# Garlic breath



## di reston (Sep 23, 2016)

I thought this snippet of information might be interesting for you:

Did you know that to obliterate garlic breath, in Southern Italy they eat a slice of lemon, including the peel, with salt on it. This I was told by a Sicilian producer of citrus fruit. It really works! Now, when my OH and I have anything that has a lot of garlic in it, such as Moules Marinière (French garlic mussels), all we do afterwards is eat a slice of lemon and salt, and nobody can tell we've been eating garlic.

You may ask, how did I get to know an Italian citrus fruit producer? It was when I was an interpreter!


di reston

Enough is never as good as a feast     Oscar Wilde


----------



## expatgirl (Sep 23, 2016)

well, that's your vitamin C for the day!   I am definitely going to try it, di reston!!!  I love lemon.and salt never has been a problem as I use a lot of extra salt due to hyponatremia........ I've also heard  of this other regimen and tried it and seems to help is eating fresh parsley and that's for any kind of obnoxious breath  (yes, brushing your teeth and using mouthwash helps, etc.)......but when you're out and about in public you don't always have that alternative...now that's your vitamin A for the day........combined...... we all might have a new fresh breath business.......  but I would much  prefer the lemon with salt.......


----------



## Dawgluver (Sep 23, 2016)

When I was a bartender many years ago, my go-to breath freshener was chewing a slice of unpeeled lemon from the cut up garnish tray.  Worked great!


----------



## expatgirl (Sep 23, 2016)

well, there you go........lemon it is!!!


----------



## Steve Kroll (Sep 23, 2016)

Eating lemon may work fine for fixing garlic breath, but what do I do to get rid of the "pucker face" after eating the lemon?


----------



## roadfix (Sep 23, 2016)

Every time I had something garlicky my wife used to joking tell me "You smell like a Chino"  and I used to respond, "Well I am a Chino!"  

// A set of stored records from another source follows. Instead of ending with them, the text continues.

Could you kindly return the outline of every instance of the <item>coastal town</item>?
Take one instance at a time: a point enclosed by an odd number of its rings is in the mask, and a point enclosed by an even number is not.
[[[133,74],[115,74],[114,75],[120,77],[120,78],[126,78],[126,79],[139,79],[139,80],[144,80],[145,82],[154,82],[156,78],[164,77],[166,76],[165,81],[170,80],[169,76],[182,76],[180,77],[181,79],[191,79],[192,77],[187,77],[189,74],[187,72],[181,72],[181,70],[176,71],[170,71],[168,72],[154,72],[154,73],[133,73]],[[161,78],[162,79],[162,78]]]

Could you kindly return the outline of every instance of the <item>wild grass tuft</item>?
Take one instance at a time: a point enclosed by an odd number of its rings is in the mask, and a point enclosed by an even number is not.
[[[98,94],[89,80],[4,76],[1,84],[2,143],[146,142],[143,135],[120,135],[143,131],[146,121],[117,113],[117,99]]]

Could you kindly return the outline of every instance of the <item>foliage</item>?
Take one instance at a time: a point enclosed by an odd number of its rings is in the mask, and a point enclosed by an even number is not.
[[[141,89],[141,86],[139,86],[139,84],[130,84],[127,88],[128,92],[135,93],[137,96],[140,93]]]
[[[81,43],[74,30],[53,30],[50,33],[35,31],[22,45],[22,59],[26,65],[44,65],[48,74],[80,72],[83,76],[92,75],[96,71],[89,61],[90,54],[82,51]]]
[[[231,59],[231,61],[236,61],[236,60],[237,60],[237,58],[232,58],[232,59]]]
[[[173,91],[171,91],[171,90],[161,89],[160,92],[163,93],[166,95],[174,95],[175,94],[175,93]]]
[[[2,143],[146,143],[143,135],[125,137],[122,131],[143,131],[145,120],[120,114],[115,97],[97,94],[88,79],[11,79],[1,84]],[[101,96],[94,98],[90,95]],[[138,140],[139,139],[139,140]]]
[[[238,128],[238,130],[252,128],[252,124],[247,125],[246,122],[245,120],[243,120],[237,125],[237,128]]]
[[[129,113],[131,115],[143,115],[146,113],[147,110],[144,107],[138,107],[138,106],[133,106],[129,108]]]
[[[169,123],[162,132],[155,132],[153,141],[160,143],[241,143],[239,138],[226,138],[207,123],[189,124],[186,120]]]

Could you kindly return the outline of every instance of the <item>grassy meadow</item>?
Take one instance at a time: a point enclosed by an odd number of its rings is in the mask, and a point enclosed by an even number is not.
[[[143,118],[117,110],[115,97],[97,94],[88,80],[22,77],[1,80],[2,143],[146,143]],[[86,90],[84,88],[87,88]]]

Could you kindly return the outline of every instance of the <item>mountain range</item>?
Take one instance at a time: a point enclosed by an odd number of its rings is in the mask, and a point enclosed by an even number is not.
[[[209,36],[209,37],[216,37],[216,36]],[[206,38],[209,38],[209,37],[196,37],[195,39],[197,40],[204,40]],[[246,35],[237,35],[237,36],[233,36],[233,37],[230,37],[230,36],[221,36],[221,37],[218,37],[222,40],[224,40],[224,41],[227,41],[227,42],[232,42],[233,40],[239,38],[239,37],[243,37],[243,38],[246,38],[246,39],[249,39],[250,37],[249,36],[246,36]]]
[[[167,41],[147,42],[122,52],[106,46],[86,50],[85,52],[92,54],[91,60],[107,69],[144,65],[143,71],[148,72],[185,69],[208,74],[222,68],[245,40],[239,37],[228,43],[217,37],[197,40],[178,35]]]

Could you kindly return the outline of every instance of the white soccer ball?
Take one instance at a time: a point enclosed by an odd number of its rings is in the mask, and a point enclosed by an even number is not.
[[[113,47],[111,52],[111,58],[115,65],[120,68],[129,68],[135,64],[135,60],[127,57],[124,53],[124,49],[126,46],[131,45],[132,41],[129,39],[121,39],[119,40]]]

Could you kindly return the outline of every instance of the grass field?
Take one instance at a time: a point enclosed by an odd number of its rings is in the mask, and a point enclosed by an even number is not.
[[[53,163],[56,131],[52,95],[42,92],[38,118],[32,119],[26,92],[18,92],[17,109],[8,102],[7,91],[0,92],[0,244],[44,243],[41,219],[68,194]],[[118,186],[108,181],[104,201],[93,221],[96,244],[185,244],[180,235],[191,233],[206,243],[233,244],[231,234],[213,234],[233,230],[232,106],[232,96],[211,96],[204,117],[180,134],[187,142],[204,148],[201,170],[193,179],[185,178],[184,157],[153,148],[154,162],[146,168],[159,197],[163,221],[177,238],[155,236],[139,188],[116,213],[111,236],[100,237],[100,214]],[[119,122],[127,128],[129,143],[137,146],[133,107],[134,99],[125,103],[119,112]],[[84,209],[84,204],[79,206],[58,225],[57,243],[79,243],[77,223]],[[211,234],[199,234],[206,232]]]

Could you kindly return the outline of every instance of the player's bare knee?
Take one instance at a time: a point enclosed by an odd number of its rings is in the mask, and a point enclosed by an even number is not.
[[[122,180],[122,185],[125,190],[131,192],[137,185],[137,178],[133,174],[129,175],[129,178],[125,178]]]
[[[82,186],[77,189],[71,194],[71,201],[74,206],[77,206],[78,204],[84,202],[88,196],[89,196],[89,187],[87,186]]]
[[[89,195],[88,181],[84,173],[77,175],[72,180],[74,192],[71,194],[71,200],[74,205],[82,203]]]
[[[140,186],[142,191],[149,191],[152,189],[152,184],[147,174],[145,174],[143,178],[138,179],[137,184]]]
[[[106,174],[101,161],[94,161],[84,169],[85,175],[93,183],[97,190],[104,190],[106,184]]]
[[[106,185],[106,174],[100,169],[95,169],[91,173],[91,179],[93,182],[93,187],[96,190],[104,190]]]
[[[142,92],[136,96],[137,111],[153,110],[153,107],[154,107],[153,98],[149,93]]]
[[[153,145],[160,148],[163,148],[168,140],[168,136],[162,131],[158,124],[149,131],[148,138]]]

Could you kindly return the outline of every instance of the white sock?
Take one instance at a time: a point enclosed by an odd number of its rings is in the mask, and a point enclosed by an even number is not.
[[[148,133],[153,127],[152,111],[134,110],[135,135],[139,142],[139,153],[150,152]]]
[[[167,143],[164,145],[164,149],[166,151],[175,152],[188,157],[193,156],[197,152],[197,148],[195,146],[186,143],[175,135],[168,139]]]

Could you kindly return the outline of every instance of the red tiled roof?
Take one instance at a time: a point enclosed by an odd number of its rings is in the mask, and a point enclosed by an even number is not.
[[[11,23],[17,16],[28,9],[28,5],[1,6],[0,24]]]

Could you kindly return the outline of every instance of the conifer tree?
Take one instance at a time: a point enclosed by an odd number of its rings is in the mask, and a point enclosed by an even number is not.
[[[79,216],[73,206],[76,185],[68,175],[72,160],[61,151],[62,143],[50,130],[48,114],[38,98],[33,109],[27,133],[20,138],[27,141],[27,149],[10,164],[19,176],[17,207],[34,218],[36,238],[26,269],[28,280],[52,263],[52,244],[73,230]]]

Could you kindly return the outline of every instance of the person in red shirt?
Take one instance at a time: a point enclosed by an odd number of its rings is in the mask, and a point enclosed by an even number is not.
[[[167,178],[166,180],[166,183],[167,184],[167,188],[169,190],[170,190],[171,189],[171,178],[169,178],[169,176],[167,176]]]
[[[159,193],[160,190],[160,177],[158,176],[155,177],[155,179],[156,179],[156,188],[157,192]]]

"Chino" is a common Spanish word for "Asians"


----------



## PrincessFiona60 (Sep 23, 2016)

Steve Kroll said:


> Eating lemon may work fine for fixing garlic breath, but what do I do to get rid of the "pucker face" after eating the lemon?



You just have to shake it off...personally I like garlic breath and I love lemons...


----------



## GotGarlic (Sep 23, 2016)

Steve Kroll said:


> Eating lemon may work fine for fixing garlic breath, but what do I do to get rid of the "pucker face" after eating the lemon?



Take a shot of tequila first!


----------



## expatgirl (Sep 23, 2016)

go look at a cute baby or kiss it if it's yours.......no one can frown after that!    or have a glass of wine.........


----------



## di reston (Sep 23, 2016)

Get the ripest lemon you can get your hands on - they're usually sold under-ripe, or so Mr Lemon Man From Sicily told me - and sprinkle with salt. The salt really does attenuate the mouth-puckering acidity of the lemon, and the after-taste is good. When I buy lemons, I buy them to ripen first, and then use. They're a totally different fruit then - another piece of advice from Mr Lemon Man From Sicily.

di reston


Enough is never as good as a feast     Oscar Wilde


----------



## CraigC (Sep 23, 2016)

Two words, Meyer Lemon!


----------



## PrincessFiona60 (Sep 23, 2016)

Mmmmmm, Meyer Lemons!


----------